Three interlocking hexagons with a small white triangle in the middle. Hexagons are blue, maroon, and light gray
Fellows

John Alverdy

  • Sarah and Harold Lincoln Thompson Professor Executive Vice Chair, Department of Surgery
    Director, Minimally Invasive Surgery

  • Contact: jalverdy@surgery.bsd.uchicago.edu
    773.702.4876
  • Office Location:
    5841 S. Maryland Ave.
    C5031
    Chicago, IL 60637

Dr. John C. Alverdy is the Sarah and Harold Lincoln Thompson Professor and Executive Vice Chair of the Department of Surgery at the University of Chicago. He is a clinical gastrointestinal surgeon with an active practice that treats patients with complex digestive-related disorders. He has run a continuously funded NIH-funded laboratory that studies the molecular interactions of bacteria and the intestinal mucosa in order to understand how life-threatening infections arise after trauma and major surgery and during critical illness.
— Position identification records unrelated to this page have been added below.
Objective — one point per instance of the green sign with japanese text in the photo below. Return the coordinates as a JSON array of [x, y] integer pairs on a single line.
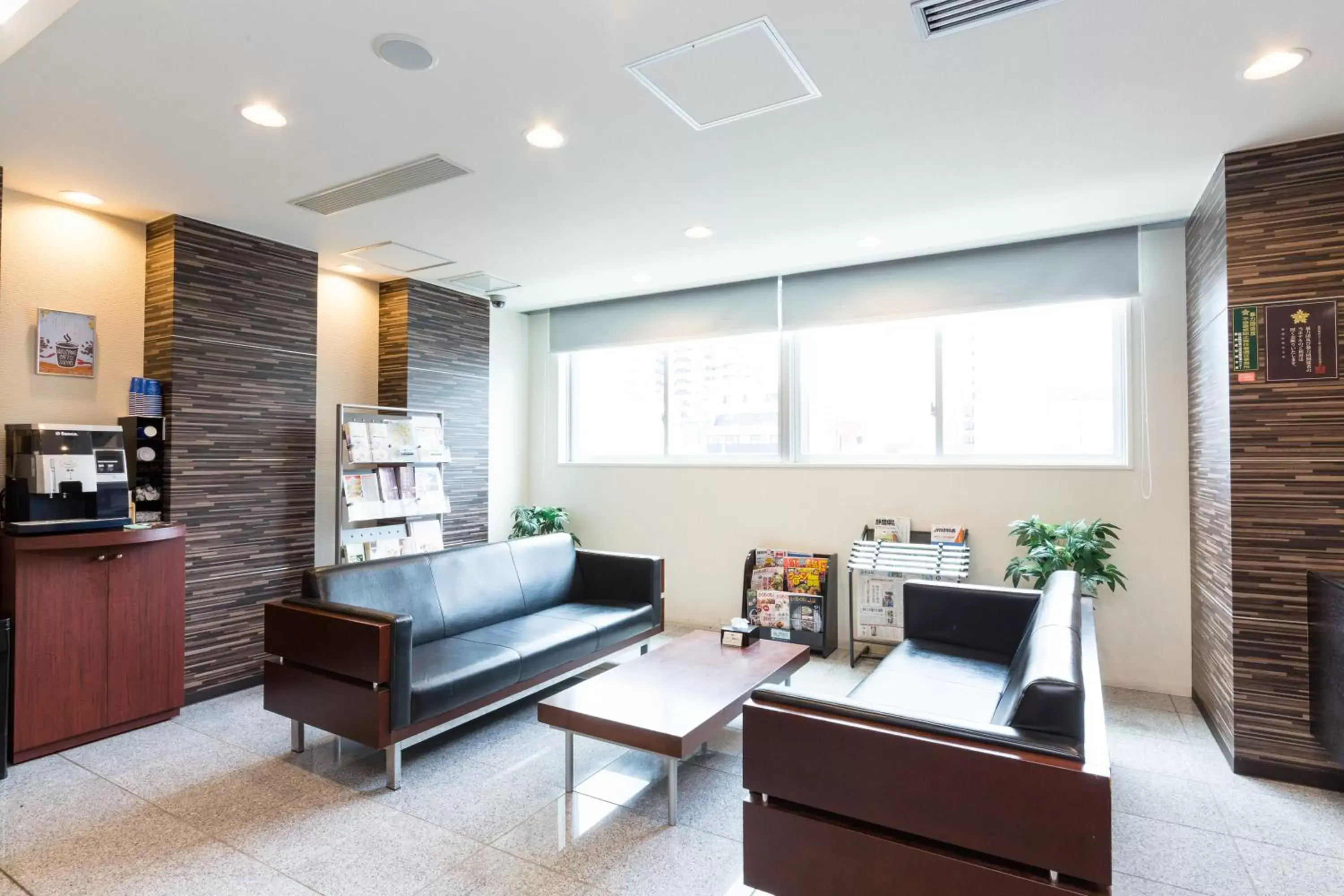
[[1246, 339]]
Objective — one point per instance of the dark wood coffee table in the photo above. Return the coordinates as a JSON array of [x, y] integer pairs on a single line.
[[668, 702]]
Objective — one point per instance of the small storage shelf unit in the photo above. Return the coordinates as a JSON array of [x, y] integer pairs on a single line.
[[388, 527], [920, 558], [822, 642]]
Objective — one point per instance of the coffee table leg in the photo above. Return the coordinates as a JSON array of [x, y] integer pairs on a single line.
[[672, 790], [569, 762]]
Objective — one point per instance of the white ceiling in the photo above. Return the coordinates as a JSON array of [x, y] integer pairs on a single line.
[[1074, 116]]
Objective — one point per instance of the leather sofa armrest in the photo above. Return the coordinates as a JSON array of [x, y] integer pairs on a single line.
[[350, 656], [861, 711], [633, 578], [968, 616]]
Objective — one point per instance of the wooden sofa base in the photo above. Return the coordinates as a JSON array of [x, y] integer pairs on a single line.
[[862, 859], [361, 711]]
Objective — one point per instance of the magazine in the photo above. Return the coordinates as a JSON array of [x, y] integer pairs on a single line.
[[772, 609], [357, 443], [881, 613], [892, 528], [803, 579], [768, 579], [806, 613], [948, 535], [388, 491], [379, 443], [429, 491], [429, 440], [362, 499], [401, 440], [428, 535]]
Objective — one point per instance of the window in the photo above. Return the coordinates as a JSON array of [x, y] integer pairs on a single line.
[[706, 400], [1043, 385]]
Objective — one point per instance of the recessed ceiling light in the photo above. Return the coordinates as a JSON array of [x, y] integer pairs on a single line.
[[405, 52], [9, 9], [1276, 64], [545, 138], [80, 197], [264, 115]]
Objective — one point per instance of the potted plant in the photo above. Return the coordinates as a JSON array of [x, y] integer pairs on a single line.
[[541, 520], [1081, 546]]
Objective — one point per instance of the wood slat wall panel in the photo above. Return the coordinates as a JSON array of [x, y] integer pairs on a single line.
[[1210, 460], [232, 332], [1285, 445], [435, 353]]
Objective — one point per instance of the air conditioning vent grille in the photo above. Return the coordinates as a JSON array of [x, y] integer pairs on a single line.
[[937, 18], [413, 175]]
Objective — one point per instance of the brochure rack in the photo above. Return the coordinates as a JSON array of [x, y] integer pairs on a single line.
[[822, 642], [916, 559], [383, 527]]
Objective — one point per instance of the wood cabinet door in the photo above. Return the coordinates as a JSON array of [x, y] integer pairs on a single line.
[[61, 645], [146, 617]]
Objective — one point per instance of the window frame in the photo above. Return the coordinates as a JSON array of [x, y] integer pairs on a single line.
[[791, 418]]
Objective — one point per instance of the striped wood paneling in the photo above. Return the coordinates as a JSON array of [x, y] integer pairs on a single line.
[[232, 331], [1210, 460], [435, 354], [1285, 460]]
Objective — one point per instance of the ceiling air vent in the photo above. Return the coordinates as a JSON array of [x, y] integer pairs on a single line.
[[479, 283], [937, 18], [413, 175]]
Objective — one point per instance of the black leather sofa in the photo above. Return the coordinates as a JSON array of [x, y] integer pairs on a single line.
[[386, 650], [974, 751]]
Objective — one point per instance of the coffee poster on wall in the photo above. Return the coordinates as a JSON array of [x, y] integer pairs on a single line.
[[1301, 342]]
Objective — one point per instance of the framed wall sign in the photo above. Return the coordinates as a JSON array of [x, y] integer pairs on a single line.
[[1301, 342], [66, 345], [1245, 339]]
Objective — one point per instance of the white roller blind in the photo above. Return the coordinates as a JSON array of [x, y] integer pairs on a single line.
[[1101, 265], [733, 310]]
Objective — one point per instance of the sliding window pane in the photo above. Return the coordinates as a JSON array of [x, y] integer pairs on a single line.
[[724, 397], [869, 392], [616, 404], [1035, 383]]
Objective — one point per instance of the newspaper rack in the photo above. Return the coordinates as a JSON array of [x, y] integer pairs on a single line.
[[916, 559], [396, 526]]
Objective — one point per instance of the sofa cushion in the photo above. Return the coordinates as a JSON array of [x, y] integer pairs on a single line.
[[615, 622], [546, 570], [926, 677], [476, 586], [396, 585], [1045, 689], [451, 672], [541, 642]]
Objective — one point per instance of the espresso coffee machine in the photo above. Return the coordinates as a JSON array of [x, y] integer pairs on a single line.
[[65, 478]]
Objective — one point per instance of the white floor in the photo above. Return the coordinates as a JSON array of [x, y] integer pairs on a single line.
[[214, 802]]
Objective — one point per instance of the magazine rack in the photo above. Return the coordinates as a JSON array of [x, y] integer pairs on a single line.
[[822, 642], [385, 527], [920, 558]]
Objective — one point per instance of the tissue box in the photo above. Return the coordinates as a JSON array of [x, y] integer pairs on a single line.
[[732, 637]]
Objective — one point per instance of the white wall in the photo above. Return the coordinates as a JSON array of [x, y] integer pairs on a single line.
[[347, 373], [70, 260], [508, 443], [703, 520]]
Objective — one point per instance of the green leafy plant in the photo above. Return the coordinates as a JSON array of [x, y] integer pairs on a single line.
[[1081, 546], [541, 520]]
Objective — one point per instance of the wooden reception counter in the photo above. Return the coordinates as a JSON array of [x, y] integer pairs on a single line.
[[99, 626]]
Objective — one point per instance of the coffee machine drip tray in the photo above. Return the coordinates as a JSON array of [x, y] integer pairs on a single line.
[[54, 527]]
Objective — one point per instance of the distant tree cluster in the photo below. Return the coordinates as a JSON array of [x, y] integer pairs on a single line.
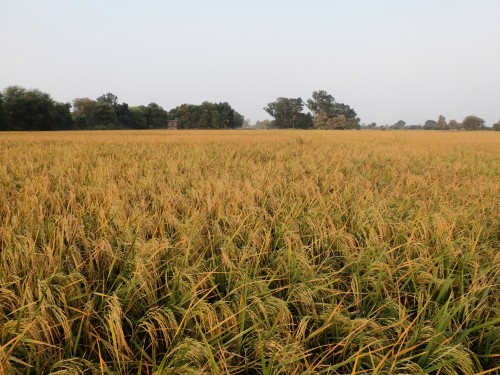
[[207, 116], [326, 113], [23, 109], [468, 123]]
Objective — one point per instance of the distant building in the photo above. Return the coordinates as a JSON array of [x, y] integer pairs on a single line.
[[172, 124]]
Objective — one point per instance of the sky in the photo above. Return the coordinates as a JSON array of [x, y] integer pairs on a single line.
[[390, 60]]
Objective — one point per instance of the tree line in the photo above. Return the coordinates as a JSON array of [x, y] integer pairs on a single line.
[[325, 113], [470, 122], [23, 109]]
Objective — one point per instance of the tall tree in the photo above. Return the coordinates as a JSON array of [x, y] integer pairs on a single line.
[[93, 114], [34, 110], [441, 123], [286, 111], [321, 102], [328, 114], [108, 98], [4, 119], [473, 123]]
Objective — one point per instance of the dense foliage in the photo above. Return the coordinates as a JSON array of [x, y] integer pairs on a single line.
[[249, 252], [22, 109]]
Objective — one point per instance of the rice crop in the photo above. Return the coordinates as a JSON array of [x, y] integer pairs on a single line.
[[250, 252]]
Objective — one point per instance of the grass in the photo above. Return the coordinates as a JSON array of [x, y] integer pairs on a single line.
[[251, 252]]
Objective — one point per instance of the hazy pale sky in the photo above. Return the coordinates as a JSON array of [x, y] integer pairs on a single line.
[[390, 60]]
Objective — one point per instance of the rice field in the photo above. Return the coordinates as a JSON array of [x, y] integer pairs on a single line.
[[250, 252]]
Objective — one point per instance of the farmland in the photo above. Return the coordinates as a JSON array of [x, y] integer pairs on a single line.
[[253, 252]]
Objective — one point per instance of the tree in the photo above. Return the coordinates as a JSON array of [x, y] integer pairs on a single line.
[[156, 116], [286, 111], [84, 112], [263, 124], [430, 125], [453, 124], [33, 110], [323, 121], [91, 114], [399, 125], [321, 102], [441, 123], [109, 98], [473, 123], [4, 119], [206, 116], [328, 114]]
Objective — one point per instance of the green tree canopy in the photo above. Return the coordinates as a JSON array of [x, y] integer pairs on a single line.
[[286, 112], [473, 123], [32, 110]]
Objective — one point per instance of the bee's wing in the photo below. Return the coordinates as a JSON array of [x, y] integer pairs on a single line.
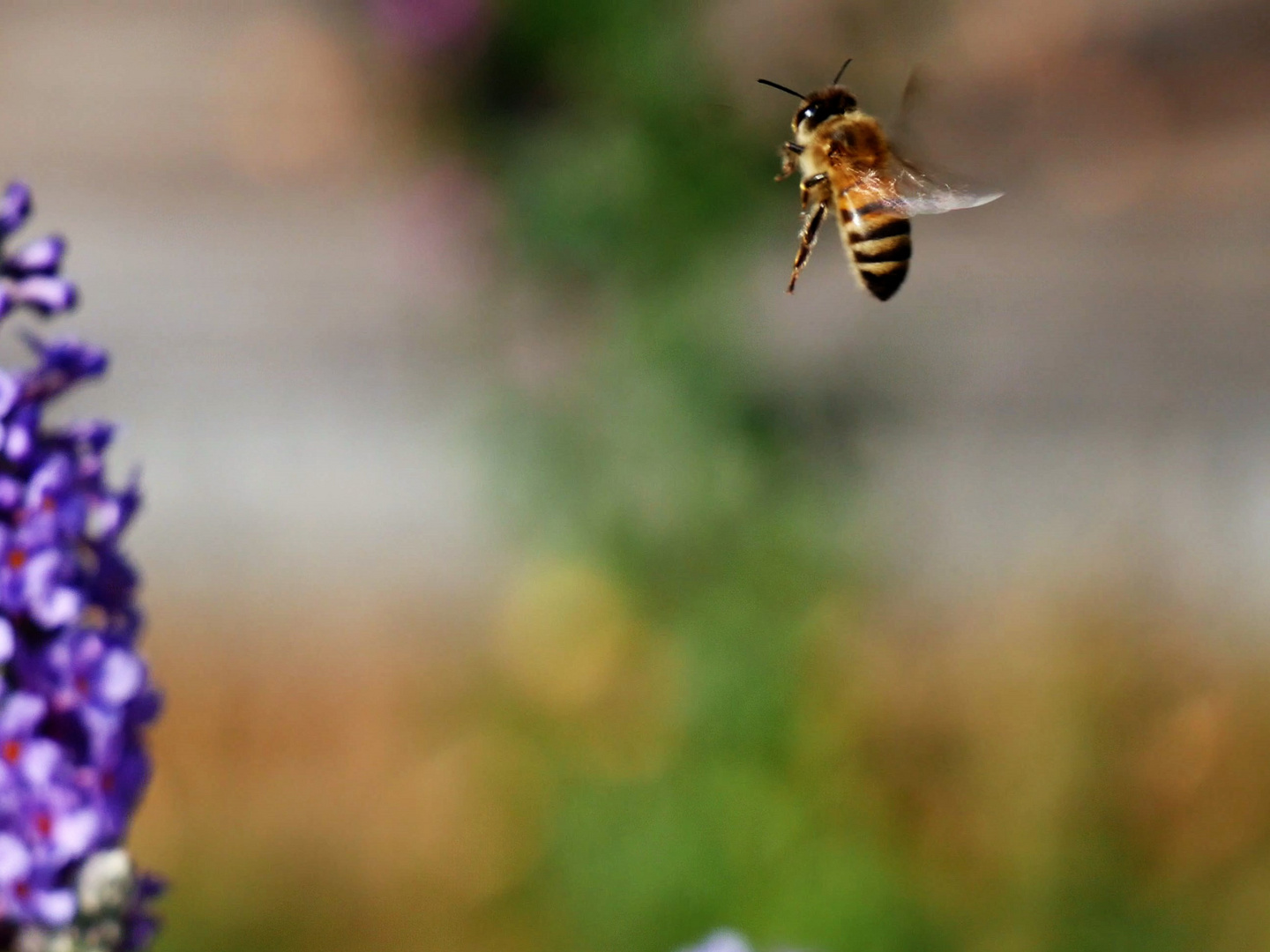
[[920, 192]]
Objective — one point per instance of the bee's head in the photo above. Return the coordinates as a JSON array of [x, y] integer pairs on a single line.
[[820, 106]]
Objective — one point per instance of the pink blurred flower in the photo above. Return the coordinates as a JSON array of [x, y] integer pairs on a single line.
[[427, 26]]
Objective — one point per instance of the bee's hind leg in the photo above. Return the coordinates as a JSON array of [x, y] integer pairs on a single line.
[[807, 242]]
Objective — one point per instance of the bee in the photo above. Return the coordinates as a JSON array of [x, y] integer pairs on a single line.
[[848, 167]]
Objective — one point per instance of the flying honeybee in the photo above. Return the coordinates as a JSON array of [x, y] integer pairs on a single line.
[[848, 167]]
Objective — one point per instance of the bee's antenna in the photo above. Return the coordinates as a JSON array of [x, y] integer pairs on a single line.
[[784, 89]]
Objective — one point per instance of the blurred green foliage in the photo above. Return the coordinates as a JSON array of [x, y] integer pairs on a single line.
[[672, 467]]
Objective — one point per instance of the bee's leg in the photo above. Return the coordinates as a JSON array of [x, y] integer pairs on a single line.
[[807, 242], [810, 188], [788, 160]]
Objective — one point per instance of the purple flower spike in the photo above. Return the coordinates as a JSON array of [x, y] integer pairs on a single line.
[[75, 695], [28, 277]]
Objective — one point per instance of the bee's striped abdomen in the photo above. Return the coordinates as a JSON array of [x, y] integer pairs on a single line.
[[877, 240]]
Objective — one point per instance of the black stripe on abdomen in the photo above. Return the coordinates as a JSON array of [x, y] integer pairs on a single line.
[[880, 254], [892, 227]]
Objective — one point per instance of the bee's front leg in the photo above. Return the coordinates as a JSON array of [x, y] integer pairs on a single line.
[[788, 160], [813, 188], [807, 242]]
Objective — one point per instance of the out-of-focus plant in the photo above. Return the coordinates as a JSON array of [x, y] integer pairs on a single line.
[[77, 697], [684, 528]]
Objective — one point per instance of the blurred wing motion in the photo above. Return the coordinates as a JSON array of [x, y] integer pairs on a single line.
[[909, 190]]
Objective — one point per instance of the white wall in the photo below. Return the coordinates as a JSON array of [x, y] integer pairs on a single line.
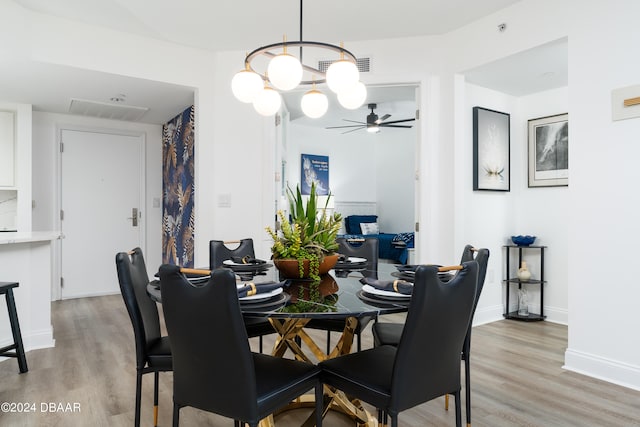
[[543, 211], [484, 218], [46, 138]]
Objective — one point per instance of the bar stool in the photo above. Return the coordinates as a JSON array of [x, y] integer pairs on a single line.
[[6, 288]]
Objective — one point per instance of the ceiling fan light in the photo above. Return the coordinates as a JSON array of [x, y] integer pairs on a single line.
[[246, 85], [341, 74], [285, 71], [353, 97], [314, 104], [268, 102]]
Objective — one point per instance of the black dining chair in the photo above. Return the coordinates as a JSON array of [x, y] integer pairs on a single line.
[[214, 369], [361, 248], [153, 351], [220, 251], [426, 362], [389, 333]]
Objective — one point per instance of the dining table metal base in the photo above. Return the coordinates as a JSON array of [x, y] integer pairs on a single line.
[[291, 334]]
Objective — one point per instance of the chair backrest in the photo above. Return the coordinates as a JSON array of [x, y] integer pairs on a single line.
[[427, 363], [133, 279], [220, 252], [212, 363], [363, 249]]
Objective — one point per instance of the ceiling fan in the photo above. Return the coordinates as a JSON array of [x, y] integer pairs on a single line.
[[373, 123]]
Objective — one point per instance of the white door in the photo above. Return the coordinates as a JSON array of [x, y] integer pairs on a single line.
[[101, 192]]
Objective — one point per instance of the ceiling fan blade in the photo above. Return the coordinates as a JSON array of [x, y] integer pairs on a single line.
[[346, 126], [383, 118], [353, 130], [397, 121]]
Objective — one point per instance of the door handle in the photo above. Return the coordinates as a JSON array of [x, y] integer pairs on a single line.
[[134, 217]]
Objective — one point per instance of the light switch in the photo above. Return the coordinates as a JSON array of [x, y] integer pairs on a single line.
[[224, 200]]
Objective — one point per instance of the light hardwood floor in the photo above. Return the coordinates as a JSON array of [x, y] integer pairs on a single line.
[[517, 379]]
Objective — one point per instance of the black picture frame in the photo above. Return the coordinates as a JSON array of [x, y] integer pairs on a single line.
[[491, 150], [549, 151]]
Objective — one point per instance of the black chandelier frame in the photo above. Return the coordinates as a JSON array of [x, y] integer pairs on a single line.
[[266, 50]]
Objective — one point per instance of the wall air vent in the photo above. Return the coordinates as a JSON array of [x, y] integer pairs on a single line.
[[106, 110], [364, 65]]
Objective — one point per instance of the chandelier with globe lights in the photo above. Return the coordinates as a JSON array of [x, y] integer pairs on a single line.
[[284, 72]]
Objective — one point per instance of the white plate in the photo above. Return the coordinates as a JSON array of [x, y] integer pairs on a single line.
[[375, 291], [260, 297]]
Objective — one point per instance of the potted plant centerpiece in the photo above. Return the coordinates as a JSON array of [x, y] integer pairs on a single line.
[[305, 247]]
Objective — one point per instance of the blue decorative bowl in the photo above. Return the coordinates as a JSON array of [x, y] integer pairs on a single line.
[[523, 240]]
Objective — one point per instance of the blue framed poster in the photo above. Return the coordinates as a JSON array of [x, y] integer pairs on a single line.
[[314, 169]]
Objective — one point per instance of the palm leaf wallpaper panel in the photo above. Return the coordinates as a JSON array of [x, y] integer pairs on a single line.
[[178, 189]]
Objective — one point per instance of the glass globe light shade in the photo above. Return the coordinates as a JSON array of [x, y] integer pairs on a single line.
[[284, 71], [353, 96], [268, 102], [342, 74], [314, 104], [246, 85]]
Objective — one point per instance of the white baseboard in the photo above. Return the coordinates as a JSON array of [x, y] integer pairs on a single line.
[[609, 370], [35, 341]]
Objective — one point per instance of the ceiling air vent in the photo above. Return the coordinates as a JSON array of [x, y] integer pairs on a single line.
[[364, 65], [105, 110]]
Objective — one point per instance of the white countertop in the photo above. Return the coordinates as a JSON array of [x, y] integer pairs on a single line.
[[26, 237]]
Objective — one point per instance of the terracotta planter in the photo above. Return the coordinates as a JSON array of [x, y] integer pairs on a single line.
[[289, 267]]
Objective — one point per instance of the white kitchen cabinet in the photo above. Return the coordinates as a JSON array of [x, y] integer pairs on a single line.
[[7, 149]]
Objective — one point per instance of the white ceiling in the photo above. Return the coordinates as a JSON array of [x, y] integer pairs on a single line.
[[214, 25]]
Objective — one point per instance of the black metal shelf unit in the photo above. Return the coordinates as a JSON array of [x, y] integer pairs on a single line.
[[512, 279]]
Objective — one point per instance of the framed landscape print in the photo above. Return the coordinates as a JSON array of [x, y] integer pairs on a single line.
[[549, 151], [491, 137]]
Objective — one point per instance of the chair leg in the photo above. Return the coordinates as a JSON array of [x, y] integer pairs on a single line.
[[328, 341], [15, 330], [176, 415], [156, 376], [467, 389], [456, 396], [138, 398]]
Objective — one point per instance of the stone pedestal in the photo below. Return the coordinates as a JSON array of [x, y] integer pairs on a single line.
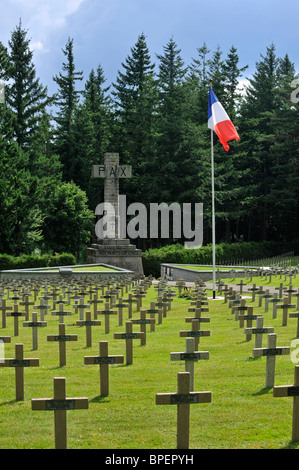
[[116, 252]]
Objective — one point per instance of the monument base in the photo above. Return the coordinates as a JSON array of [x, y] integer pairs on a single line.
[[116, 252]]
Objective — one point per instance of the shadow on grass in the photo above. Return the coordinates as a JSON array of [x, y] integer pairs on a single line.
[[99, 399], [291, 445], [263, 391]]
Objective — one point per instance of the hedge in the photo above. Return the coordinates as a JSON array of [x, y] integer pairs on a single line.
[[36, 261], [225, 252]]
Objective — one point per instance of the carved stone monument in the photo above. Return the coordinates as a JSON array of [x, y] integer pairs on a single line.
[[110, 249]]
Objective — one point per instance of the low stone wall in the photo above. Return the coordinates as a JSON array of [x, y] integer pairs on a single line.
[[174, 273], [66, 274]]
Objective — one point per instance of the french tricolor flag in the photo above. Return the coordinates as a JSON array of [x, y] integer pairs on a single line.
[[219, 121]]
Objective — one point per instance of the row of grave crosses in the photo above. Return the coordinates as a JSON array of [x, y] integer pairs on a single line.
[[184, 396], [243, 313]]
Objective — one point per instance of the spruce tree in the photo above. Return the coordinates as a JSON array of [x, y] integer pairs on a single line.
[[170, 123], [67, 99], [25, 95], [134, 99], [257, 129]]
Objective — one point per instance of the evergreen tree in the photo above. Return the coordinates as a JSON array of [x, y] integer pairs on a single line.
[[24, 93], [134, 94], [196, 86], [171, 124], [20, 217], [92, 130], [256, 126], [67, 100]]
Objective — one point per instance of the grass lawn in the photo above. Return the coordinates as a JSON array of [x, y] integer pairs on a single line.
[[83, 268], [243, 414], [274, 281]]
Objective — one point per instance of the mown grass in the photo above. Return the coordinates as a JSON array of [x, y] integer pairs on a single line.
[[242, 414]]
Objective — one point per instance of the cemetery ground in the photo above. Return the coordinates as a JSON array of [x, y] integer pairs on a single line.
[[243, 414]]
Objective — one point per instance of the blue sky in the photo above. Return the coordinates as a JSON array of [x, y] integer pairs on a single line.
[[105, 30]]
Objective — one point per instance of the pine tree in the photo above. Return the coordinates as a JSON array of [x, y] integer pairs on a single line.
[[25, 95], [134, 98], [256, 126], [67, 100], [171, 123]]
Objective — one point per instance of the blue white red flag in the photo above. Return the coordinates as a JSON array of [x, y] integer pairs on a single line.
[[219, 121]]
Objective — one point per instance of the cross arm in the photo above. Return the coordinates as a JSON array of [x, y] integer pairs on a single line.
[[40, 404], [259, 352], [178, 398]]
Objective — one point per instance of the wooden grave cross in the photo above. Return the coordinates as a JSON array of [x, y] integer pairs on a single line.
[[120, 306], [195, 332], [249, 317], [143, 321], [104, 360], [139, 296], [267, 296], [59, 404], [180, 284], [4, 339], [183, 399], [254, 290], [234, 303], [34, 324], [129, 336], [19, 363], [285, 306], [295, 315], [189, 356], [60, 312], [26, 304], [259, 331], [94, 302], [289, 291], [16, 314], [62, 338], [107, 312], [81, 307], [275, 301], [199, 319], [162, 305], [280, 289], [271, 351], [152, 311], [240, 308], [260, 293], [43, 307], [241, 285], [88, 323], [291, 391], [130, 301], [4, 309]]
He has developed several anti-infective polymer-based compounds that can attenuate the virulence of several multi-drug resistant pathogens that cause life-threatening infections in surgical patients and works with the Pritzker School of Molecular Engineering to synthesize, refine, and scale the compounds for pre-clinical testing. 

The Alverdy lab seeks to better understand the regulation of virulence expression among potential pathogens through investigating the characteristics of the microbial context, molecular machinery that senses that context, and ultimately the lethal combinations of virulence expression that leads to disease. The majority of the group's work has focused on the sense and response virulence mechanisms of Pseudomonas aeruginosa, a well-characterized and clinically important pathogen. The group has shown a remarkable potential for these organisms to respond to host environmental cues related to stress, ischemia, immune activation, and nutrient depletion. With this core model of environmental regulation of virulence expression, the group is pursuing applications in intestinal transplantation, anastomotic and radiation physiology, necrotizing enterocolitis, and ischemia/reperfusion injury. The group is also investigating similar sense and response mechanisms in other clinically important organisms, including Staphylococcus aureus and Candida albicans. Finally, the group is interested in developing virulence-based therapies to prevent virulence activation through modifications in microenvironment of the stressed host such as phosphate repletion and polymer-mediated mucosal replacement therapies.

The ultimate goal of understanding microbial virulence is to provide clinical tools to improve the care of patients. However, the complexity of the host-pathogen interaction and the vast amounts of mechanistic information available constitute a formidable barrier to translational research. Computational agent-based modeling is well-suited to dynamically represent mechanistic detail in a modifiable context to recapitulate cellular behavior at the tissue, organ, and patient levels.